NICT’s holography is very crude and at cursory glance, unimpressive. Schubin said most onlookers were underwhelmed. The display consists of an optical table resembling a slab of granite with a bunch of lenses and mirrors controlled by micrometers moving them fractionally.
“The pictures sucks, it’s tremendously noisy, but it exists, and it hasn’t before,” he said.
NICT, in booth No. N925, is also demonstrating what Schubin described as “minor stuff,” but nonetheless unique to NAB.
One is life-like, 3D audio processing.
“There’s a room where you can walk around and hear musicians; as you walk around or between the flute and string player,” Schubin said. “It’s as if you’re there in person, but it’s just audio. You’re just walking around speakers. “
Another display features a tactile 3D experience.

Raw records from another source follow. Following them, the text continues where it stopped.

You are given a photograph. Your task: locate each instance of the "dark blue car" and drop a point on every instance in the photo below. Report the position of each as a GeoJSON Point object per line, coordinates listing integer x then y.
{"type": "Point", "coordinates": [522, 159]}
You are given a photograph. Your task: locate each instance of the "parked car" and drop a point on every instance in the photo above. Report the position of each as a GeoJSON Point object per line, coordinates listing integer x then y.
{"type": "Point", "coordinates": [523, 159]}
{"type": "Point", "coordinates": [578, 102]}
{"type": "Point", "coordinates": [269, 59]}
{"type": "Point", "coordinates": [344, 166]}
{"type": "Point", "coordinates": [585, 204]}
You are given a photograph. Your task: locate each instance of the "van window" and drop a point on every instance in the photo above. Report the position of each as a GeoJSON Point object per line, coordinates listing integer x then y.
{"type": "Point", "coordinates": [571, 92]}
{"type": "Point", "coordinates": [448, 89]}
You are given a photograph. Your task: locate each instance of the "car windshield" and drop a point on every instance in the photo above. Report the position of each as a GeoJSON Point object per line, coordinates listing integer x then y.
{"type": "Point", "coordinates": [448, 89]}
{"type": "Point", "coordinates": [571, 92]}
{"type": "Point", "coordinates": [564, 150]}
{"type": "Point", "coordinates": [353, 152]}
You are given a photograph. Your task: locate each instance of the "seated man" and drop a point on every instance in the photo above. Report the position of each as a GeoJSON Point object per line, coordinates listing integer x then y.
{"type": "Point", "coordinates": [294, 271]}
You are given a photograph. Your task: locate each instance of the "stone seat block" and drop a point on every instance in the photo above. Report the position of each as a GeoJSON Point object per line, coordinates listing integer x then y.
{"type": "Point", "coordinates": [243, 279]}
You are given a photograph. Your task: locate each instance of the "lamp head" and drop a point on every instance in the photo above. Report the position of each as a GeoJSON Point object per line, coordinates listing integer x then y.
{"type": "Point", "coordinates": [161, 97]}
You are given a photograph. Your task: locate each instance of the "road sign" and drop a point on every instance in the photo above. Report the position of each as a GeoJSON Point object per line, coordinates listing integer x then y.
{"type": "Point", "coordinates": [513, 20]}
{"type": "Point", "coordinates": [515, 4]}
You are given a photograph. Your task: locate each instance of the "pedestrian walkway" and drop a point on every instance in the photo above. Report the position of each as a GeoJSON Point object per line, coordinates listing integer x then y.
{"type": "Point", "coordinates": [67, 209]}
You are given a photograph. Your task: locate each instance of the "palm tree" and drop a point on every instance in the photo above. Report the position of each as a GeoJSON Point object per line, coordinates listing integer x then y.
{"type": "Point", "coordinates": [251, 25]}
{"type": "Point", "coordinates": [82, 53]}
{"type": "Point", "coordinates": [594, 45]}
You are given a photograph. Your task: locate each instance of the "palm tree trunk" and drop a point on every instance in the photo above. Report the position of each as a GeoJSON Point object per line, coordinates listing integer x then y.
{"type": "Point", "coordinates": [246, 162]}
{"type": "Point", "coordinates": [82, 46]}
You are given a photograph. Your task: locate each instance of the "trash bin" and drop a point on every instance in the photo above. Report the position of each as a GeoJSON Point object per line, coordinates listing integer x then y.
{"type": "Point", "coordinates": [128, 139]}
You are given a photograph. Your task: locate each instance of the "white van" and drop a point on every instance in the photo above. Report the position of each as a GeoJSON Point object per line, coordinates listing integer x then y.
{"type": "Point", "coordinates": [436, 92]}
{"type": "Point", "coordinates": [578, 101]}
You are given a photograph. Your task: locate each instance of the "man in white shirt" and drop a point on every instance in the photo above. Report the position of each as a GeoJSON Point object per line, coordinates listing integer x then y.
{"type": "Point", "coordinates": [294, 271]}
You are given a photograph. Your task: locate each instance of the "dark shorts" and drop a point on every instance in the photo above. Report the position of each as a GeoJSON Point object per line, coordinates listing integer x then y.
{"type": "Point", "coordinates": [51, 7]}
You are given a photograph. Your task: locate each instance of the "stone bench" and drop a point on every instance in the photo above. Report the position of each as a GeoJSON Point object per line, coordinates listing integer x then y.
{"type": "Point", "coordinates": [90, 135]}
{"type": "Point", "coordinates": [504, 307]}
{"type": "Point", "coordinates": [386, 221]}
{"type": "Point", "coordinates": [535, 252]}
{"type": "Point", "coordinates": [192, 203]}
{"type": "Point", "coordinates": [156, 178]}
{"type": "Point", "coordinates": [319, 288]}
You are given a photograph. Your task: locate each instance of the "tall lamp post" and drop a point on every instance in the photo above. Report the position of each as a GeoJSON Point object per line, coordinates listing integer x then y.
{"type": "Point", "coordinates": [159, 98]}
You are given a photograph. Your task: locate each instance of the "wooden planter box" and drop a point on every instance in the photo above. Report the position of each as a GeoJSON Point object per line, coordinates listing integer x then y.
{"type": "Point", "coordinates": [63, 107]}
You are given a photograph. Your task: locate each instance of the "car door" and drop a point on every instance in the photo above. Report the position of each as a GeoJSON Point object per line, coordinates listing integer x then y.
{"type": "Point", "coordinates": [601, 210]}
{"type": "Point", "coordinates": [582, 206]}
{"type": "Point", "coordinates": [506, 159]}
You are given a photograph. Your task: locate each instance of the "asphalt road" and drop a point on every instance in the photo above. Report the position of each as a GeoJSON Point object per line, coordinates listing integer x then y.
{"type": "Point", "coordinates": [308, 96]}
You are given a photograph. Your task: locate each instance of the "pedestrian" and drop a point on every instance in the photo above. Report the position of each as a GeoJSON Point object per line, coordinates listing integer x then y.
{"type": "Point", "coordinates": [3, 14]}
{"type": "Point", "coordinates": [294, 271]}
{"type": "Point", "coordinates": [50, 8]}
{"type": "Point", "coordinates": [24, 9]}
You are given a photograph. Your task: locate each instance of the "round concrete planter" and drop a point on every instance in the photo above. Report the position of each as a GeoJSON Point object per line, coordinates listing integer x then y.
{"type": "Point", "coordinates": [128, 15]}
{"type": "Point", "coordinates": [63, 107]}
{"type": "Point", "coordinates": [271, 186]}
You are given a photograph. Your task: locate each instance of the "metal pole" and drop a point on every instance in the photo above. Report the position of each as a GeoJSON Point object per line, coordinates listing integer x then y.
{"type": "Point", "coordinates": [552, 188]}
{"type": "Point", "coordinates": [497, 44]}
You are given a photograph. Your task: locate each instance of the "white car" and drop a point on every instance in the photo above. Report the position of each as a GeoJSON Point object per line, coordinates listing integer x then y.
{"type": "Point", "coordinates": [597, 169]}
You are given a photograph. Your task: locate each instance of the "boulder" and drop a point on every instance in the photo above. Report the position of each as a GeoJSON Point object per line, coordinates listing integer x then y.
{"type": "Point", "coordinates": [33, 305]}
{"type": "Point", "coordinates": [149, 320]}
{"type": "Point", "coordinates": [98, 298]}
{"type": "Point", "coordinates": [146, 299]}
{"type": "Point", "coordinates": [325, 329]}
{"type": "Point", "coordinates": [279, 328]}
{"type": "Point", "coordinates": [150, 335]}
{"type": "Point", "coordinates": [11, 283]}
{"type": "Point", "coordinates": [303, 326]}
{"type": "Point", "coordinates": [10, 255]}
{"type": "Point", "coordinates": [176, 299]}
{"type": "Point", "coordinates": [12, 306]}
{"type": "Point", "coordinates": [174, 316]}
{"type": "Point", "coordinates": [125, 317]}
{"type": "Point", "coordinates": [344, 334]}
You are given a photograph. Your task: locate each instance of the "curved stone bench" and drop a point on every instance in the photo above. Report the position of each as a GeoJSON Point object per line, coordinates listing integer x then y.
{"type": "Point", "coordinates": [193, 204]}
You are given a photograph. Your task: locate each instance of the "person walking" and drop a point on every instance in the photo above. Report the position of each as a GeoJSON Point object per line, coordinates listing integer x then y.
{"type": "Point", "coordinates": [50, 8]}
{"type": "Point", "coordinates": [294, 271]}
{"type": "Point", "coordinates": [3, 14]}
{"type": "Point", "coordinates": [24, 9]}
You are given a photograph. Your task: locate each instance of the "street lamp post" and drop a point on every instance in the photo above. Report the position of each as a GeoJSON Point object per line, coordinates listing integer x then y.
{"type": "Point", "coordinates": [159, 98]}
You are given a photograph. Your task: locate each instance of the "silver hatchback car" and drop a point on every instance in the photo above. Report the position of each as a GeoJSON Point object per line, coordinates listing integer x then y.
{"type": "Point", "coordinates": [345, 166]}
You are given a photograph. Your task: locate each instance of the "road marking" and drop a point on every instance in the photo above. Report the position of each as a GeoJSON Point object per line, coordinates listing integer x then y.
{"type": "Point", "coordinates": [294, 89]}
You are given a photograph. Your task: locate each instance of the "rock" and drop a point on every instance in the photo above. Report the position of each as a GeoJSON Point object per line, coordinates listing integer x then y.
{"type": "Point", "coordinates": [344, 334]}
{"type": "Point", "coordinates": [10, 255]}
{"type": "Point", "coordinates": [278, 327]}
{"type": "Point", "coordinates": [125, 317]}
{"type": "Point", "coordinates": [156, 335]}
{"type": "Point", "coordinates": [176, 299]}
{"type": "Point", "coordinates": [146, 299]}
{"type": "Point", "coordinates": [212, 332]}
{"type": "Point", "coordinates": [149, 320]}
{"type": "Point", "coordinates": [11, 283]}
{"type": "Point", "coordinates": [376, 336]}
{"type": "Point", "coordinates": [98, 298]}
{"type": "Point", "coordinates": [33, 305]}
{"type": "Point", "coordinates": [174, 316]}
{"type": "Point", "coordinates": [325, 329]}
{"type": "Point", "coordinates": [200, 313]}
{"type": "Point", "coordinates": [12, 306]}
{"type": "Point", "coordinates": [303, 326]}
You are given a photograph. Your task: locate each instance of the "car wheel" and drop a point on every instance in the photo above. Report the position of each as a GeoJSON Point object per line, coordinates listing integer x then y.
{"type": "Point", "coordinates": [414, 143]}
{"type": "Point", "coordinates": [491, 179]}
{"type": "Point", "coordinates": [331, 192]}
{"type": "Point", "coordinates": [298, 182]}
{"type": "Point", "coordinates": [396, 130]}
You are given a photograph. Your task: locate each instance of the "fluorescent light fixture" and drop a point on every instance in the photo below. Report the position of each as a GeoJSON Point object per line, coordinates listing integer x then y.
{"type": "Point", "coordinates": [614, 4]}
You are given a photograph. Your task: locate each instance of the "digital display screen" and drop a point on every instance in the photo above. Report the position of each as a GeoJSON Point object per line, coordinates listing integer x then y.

“You put on shutter 3D glasses, look at an ancient Japanese mirror on a screen, hold a pen in your hand. You push it to the mirror, and you feel it pushing back. You can feel the texture of mirror and the frame,” he said.
The mirror is merely a picture on the screen, and the user isn’t actually touching the pen to it.
One other notable display involved a cube with what appeared to be a soccer ball inside of it that looked like the real deal as the viewer moved around it, but was actually a projection on a set of lenticular LCDs.
However, it was the crude holography that delighted the veteran video engineer who’s walked hundreds of miles on the Las Vegas Convention Center floor over the years.
“To me, this is like looking in on John Logie Baird’s first TV image in 1925,” he said.